Sécurité de la vieillesse (SV) et Supplément de revenu garanti (SRG)

Informations sur la décision

Résumé :

L’appelant a eu 65 ans en août 2015. Il a commencé à recevoir une pension de la Sécurité de la vieillesse et le Supplément de revenu garanti. Il a été payé au taux versé à une personne célibataire parce qu’il avait déclaré dans sa demande qu’il était divorcé. L’appelant a épousé H. W. le 18 février 2019. Le ministre de l’Emploi et du Développement social a commencé à lui verser le Supplément de revenu garanti au taux versé à une personne mariée en mars 2019.

En avril 2023, l’appelant a déposé une nouvelle demande de Supplément de revenu garanti. Il a indiqué que son état matrimonial était maintenant « séparé » et que H. W. et lui s’étaient séparés le 24 octobre 2021. En conséquence, le ministre a décidé que le Supplément de revenu garanti de l’appelant devait être calculé selon le taux versé à une personne célibataire à compter de février 2022 (soit trois mois après qu’il se soit séparé de H. W.). Le ministre a dit à l’appelant qu’il devait rembourser les 6 182,92 $ du Supplément de revenu garanti qu’il avait touchés en trop entre février 2022 et juin 2023, lorsque le ministre a cessé de lui verser la prestation.

L’appelant a demandé au ministre de réviser sa décision, mais celui-ci a refusé de la modifier. L’appelant a donc fait appel à la division générale.

La division générale a interprété les termes « séparé » et « qui vivent séparément ». Selon son interprétation de la Loi sur la sécurité de la vieillesse, des époux sont séparés s’ils ne vivent pas dans une relation conjugale.

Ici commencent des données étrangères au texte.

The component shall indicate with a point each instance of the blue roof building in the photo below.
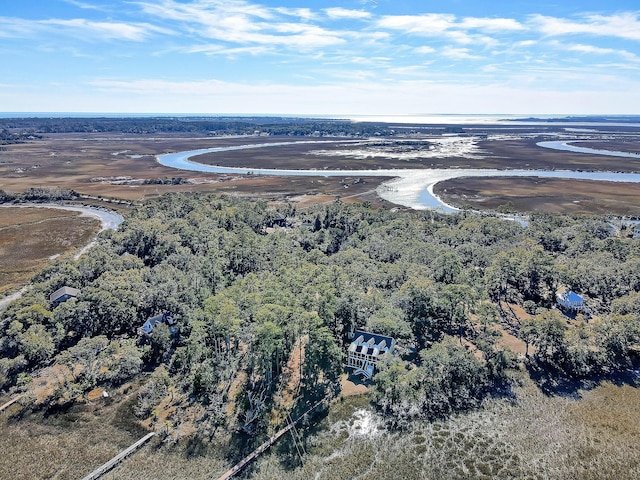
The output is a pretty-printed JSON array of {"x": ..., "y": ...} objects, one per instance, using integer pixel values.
[{"x": 571, "y": 301}]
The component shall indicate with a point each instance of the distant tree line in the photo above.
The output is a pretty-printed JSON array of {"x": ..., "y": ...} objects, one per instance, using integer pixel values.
[
  {"x": 18, "y": 129},
  {"x": 39, "y": 195}
]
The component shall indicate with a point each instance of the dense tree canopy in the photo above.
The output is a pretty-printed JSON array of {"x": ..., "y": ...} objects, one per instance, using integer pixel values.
[{"x": 262, "y": 314}]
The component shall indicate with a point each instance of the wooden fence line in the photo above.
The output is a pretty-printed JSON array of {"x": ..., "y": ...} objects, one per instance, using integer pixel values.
[
  {"x": 258, "y": 451},
  {"x": 97, "y": 473}
]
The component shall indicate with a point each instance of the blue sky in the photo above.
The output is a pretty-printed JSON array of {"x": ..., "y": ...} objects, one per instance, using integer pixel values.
[{"x": 333, "y": 58}]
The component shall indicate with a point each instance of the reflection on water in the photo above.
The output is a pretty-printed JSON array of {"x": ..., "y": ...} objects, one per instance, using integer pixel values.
[{"x": 411, "y": 187}]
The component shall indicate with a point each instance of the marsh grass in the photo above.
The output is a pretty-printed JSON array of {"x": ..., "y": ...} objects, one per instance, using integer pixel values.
[
  {"x": 534, "y": 436},
  {"x": 29, "y": 237}
]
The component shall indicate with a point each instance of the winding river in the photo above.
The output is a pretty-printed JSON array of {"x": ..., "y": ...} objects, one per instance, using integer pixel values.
[{"x": 410, "y": 187}]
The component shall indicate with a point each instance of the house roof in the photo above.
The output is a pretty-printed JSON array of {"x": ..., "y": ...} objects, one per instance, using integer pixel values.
[
  {"x": 376, "y": 338},
  {"x": 63, "y": 292},
  {"x": 572, "y": 297}
]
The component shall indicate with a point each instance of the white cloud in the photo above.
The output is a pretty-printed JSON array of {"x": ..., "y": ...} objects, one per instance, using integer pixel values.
[
  {"x": 343, "y": 13},
  {"x": 355, "y": 97},
  {"x": 623, "y": 25},
  {"x": 304, "y": 13},
  {"x": 591, "y": 49},
  {"x": 226, "y": 51},
  {"x": 458, "y": 53},
  {"x": 78, "y": 27},
  {"x": 492, "y": 25},
  {"x": 106, "y": 30},
  {"x": 425, "y": 49},
  {"x": 433, "y": 24},
  {"x": 243, "y": 23}
]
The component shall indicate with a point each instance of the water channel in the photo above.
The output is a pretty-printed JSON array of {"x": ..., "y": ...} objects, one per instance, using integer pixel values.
[{"x": 410, "y": 187}]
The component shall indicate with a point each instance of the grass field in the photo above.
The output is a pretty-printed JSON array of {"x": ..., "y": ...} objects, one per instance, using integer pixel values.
[
  {"x": 117, "y": 165},
  {"x": 524, "y": 194},
  {"x": 30, "y": 237}
]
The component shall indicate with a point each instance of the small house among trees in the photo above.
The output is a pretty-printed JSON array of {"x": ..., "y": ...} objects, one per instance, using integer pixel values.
[
  {"x": 571, "y": 301},
  {"x": 153, "y": 322},
  {"x": 63, "y": 294},
  {"x": 365, "y": 351}
]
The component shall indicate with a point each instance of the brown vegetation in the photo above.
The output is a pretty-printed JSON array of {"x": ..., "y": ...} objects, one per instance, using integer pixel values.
[
  {"x": 29, "y": 237},
  {"x": 531, "y": 194}
]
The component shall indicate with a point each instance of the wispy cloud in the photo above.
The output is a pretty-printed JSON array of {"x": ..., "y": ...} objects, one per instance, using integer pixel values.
[
  {"x": 623, "y": 25},
  {"x": 592, "y": 49},
  {"x": 244, "y": 23},
  {"x": 106, "y": 30},
  {"x": 79, "y": 27},
  {"x": 338, "y": 13},
  {"x": 459, "y": 53}
]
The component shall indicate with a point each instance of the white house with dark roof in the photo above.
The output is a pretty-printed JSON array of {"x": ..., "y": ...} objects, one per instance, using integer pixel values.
[
  {"x": 366, "y": 350},
  {"x": 571, "y": 301},
  {"x": 63, "y": 294}
]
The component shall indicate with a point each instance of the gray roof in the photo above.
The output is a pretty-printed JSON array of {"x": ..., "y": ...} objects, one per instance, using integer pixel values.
[{"x": 63, "y": 292}]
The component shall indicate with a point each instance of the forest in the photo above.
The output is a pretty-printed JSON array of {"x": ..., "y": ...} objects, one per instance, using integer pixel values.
[{"x": 262, "y": 313}]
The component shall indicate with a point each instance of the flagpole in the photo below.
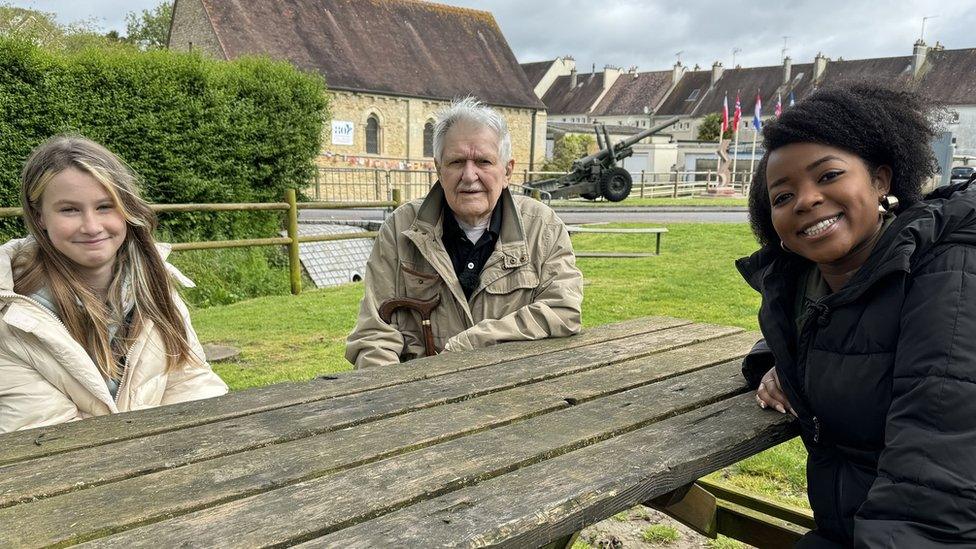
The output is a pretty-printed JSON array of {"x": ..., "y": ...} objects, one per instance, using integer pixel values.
[
  {"x": 736, "y": 157},
  {"x": 752, "y": 161}
]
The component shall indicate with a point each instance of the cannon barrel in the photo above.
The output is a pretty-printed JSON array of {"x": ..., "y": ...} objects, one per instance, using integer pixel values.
[{"x": 602, "y": 154}]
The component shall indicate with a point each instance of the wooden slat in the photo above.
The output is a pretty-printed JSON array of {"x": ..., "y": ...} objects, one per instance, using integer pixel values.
[
  {"x": 119, "y": 505},
  {"x": 348, "y": 497},
  {"x": 534, "y": 505},
  {"x": 75, "y": 470},
  {"x": 756, "y": 502},
  {"x": 22, "y": 445}
]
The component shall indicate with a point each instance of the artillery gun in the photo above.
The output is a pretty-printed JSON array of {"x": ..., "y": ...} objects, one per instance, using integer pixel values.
[{"x": 598, "y": 174}]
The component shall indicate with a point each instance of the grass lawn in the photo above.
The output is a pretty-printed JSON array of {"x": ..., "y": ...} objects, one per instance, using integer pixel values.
[
  {"x": 286, "y": 338},
  {"x": 635, "y": 200}
]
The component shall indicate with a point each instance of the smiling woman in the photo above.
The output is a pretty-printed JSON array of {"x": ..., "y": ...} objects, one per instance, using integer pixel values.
[
  {"x": 90, "y": 323},
  {"x": 868, "y": 306}
]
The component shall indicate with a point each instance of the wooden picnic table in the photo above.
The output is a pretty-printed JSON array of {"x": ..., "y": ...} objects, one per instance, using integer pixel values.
[{"x": 515, "y": 445}]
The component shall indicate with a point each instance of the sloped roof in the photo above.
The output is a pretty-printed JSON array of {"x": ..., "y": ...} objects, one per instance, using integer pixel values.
[
  {"x": 535, "y": 71},
  {"x": 632, "y": 92},
  {"x": 951, "y": 77},
  {"x": 684, "y": 98},
  {"x": 390, "y": 47},
  {"x": 880, "y": 68},
  {"x": 748, "y": 82},
  {"x": 561, "y": 99}
]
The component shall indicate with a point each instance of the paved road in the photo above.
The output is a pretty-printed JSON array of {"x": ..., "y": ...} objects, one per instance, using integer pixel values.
[{"x": 647, "y": 215}]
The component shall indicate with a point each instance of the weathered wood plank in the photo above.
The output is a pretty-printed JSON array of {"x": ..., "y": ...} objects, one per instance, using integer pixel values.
[
  {"x": 116, "y": 506},
  {"x": 75, "y": 470},
  {"x": 539, "y": 503},
  {"x": 32, "y": 443},
  {"x": 332, "y": 502},
  {"x": 328, "y": 503}
]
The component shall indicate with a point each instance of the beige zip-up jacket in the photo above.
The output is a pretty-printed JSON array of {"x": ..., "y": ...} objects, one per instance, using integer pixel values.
[
  {"x": 46, "y": 377},
  {"x": 530, "y": 286}
]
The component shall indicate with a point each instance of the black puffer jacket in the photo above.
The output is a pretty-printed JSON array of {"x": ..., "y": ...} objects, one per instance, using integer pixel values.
[{"x": 883, "y": 378}]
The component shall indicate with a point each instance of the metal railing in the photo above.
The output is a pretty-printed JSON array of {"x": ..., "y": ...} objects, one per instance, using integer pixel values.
[
  {"x": 292, "y": 240},
  {"x": 358, "y": 184},
  {"x": 341, "y": 185}
]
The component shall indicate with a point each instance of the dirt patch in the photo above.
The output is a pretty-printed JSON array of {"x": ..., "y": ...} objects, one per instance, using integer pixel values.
[{"x": 644, "y": 528}]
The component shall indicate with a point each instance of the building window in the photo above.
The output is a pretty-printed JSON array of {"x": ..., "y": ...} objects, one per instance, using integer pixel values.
[
  {"x": 429, "y": 138},
  {"x": 372, "y": 135}
]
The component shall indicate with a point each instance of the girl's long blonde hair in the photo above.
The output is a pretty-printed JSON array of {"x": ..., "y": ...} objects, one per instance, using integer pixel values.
[{"x": 85, "y": 315}]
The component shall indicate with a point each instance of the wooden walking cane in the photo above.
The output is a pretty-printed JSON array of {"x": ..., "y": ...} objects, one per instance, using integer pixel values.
[{"x": 424, "y": 307}]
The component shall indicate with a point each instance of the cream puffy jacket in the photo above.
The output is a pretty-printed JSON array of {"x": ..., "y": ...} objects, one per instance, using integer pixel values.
[
  {"x": 46, "y": 377},
  {"x": 530, "y": 286}
]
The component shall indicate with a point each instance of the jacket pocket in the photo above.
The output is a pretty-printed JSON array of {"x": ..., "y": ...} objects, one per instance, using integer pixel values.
[
  {"x": 418, "y": 284},
  {"x": 521, "y": 279}
]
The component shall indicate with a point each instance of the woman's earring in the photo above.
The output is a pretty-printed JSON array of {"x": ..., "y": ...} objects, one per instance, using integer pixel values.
[{"x": 887, "y": 203}]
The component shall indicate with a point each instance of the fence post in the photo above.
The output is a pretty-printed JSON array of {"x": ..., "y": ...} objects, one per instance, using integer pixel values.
[{"x": 294, "y": 263}]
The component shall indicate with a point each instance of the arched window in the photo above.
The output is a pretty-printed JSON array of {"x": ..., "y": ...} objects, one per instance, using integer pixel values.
[
  {"x": 372, "y": 135},
  {"x": 429, "y": 139}
]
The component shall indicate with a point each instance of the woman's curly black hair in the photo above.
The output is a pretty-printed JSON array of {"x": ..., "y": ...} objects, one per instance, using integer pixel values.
[{"x": 883, "y": 125}]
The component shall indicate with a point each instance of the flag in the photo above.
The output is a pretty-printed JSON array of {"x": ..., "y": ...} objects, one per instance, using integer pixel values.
[
  {"x": 725, "y": 115},
  {"x": 757, "y": 117},
  {"x": 737, "y": 115}
]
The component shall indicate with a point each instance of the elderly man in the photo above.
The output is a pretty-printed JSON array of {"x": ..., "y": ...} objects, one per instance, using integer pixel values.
[{"x": 500, "y": 267}]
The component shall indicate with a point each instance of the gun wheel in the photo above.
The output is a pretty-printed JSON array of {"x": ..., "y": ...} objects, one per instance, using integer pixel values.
[{"x": 615, "y": 184}]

La division générale a conclu, dans la présente affaire, que l’appelant et H. W. se sont séparés le 24 octobre 2021. Un couple marié peut se séparer et habiter encore le même foyer. La division générale a conclu que c’est ce qui s’est produit dans ce cas-ci. Le fait qu’il subsiste encore de l’affection, de la dépendance financière et une possibilité de rapports intimes ne peut pas l’emporter sur le fait que l’appelant a entamé une procédure de divorce avec H. W et qu’il y a donné suite. Ce faisant, il a clairement démontré qu’il avait l’intention de mettre fin au mariage et à tout lien semblable à un mariage.

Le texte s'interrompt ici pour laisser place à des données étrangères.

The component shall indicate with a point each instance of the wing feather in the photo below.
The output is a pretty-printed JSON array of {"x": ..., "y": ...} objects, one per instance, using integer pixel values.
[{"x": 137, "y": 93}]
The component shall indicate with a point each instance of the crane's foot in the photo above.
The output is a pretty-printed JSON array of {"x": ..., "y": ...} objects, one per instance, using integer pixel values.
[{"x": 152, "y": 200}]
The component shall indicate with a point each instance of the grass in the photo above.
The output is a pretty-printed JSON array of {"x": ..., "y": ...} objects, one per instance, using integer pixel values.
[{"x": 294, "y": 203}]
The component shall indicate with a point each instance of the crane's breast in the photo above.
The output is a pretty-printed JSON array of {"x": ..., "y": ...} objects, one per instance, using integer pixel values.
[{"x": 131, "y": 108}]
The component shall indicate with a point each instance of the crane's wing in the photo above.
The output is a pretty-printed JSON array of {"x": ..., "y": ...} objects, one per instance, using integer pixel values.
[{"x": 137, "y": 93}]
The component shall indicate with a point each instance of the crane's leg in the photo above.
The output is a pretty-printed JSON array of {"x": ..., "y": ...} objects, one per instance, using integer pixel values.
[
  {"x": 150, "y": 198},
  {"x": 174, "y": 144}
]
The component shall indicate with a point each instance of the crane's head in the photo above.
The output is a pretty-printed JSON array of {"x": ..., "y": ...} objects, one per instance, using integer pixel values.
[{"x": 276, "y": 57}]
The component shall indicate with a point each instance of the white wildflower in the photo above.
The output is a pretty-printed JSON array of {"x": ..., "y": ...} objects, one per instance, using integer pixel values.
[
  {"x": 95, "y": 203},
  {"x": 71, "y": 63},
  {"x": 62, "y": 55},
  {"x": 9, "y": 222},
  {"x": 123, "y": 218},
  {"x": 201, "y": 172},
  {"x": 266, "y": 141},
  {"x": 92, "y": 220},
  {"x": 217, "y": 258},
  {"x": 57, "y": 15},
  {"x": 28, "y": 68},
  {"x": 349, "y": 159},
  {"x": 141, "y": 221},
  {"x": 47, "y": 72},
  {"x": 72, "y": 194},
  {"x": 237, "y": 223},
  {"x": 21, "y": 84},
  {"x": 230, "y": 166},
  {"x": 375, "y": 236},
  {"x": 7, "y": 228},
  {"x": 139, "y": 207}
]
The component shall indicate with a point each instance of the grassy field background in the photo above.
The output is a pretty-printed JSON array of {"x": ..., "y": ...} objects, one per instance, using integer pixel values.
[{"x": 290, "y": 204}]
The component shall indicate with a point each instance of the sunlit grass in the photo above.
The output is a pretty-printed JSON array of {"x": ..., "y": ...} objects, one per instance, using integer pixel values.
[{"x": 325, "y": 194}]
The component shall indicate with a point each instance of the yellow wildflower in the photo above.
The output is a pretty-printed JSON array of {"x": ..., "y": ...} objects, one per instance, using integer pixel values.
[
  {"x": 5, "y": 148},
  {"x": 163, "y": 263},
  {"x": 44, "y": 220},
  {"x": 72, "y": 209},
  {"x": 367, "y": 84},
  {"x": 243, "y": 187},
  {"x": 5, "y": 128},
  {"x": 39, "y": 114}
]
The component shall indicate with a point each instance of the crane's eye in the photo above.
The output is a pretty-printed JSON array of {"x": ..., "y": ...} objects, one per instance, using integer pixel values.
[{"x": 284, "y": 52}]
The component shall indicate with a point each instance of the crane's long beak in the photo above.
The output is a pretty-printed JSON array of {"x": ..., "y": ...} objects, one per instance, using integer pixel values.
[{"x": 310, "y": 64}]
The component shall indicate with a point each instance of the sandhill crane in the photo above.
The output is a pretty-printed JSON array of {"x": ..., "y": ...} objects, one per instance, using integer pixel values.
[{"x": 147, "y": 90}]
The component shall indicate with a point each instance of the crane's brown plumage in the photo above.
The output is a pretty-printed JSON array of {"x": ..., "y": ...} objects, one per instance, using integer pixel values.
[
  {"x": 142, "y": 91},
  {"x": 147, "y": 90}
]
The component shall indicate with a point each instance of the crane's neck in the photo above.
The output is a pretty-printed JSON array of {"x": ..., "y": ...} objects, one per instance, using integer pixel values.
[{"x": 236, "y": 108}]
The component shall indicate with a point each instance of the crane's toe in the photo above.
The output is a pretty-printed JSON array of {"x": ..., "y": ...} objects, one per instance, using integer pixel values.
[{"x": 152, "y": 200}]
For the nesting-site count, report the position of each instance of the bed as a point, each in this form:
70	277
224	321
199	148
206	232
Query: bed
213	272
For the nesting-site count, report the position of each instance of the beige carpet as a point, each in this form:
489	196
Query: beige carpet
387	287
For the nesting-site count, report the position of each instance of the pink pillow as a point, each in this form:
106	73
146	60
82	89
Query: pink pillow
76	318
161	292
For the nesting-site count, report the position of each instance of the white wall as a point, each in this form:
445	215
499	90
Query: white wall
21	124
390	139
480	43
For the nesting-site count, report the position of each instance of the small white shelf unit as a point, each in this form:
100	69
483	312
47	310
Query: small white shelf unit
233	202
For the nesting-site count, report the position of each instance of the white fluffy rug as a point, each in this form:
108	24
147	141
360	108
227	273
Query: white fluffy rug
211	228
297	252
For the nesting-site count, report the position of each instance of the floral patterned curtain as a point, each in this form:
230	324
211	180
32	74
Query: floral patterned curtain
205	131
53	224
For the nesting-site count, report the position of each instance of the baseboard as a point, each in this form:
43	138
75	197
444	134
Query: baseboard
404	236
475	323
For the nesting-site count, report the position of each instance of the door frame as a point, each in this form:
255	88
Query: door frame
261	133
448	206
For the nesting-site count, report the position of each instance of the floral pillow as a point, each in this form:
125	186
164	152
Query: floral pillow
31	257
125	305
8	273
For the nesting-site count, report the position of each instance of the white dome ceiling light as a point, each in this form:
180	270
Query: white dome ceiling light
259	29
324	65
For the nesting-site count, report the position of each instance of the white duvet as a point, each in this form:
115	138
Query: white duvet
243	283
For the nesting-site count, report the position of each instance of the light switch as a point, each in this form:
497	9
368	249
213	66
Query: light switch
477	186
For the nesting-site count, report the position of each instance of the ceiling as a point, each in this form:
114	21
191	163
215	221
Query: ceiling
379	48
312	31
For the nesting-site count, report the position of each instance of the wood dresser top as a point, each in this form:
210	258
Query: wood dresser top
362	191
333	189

La division générale a conclu que l’appelant devait recevoir le Supplément de revenu garanti à titre de personne célibataire à compter de février 2022. L’appel a été rejeté.

Contenu de la décision

[TRADUCTION]

Citation : CL c Ministre de l’Emploi et du Développement social, 2024 TSS 390

Tribunal de la sécurité sociale du Canada
Division générale, section de la sécurité du revenu

Décision

Partie appelante : C. L.
Partie intimée : Ministre de l’Emploi et du Développement social

Décision portée en appel : Décision découlant de la révision du ministre de l’Emploi et du Développement social datée du 28 juillet 2023 (communiquée par Service Canada)

Membre du Tribunal : Virginia Saunders
Mode d’audience : Téléconférence
Date de l’audience : Le 28 mars 2024
Personnes présentes à l’audience : Appelant
Date de la décision : Le 15 avril 2024
Numéro de dossier : GP-23-1447

Sur cette page

Décision

[1] Je rejette l’appel. L’appelant, C. L., s’est séparé de son épouse le 21 octobre 2021. Par conséquent, il n’était pas admissible au versement du Supplément de revenu garanti (SRG) au taux versé à une personne mariée à compter de février 2022. Il doit recevoir le SRG à titre de personne célibataire.

[2] Cette décision explique pourquoi je rejette l’appel.

Aperçu

[3] Le SRG est versé aux personnes pensionnées de la Sécurité de la vieillesse (SV) qui ont peu ou pas d’autres revenus. Le montant du SRG qu’elles reçoivent dépend de leur revenu et du fait qu’elles soient célibataires, mariées ou en union de fait.

[4] Si une personne pensionnée est séparée de son époux ou conjoint de fait pendant une période continue d’au moins trois mois, son admissibilité au SRG est calculée comme si elle était célibataire Note de bas de page 1.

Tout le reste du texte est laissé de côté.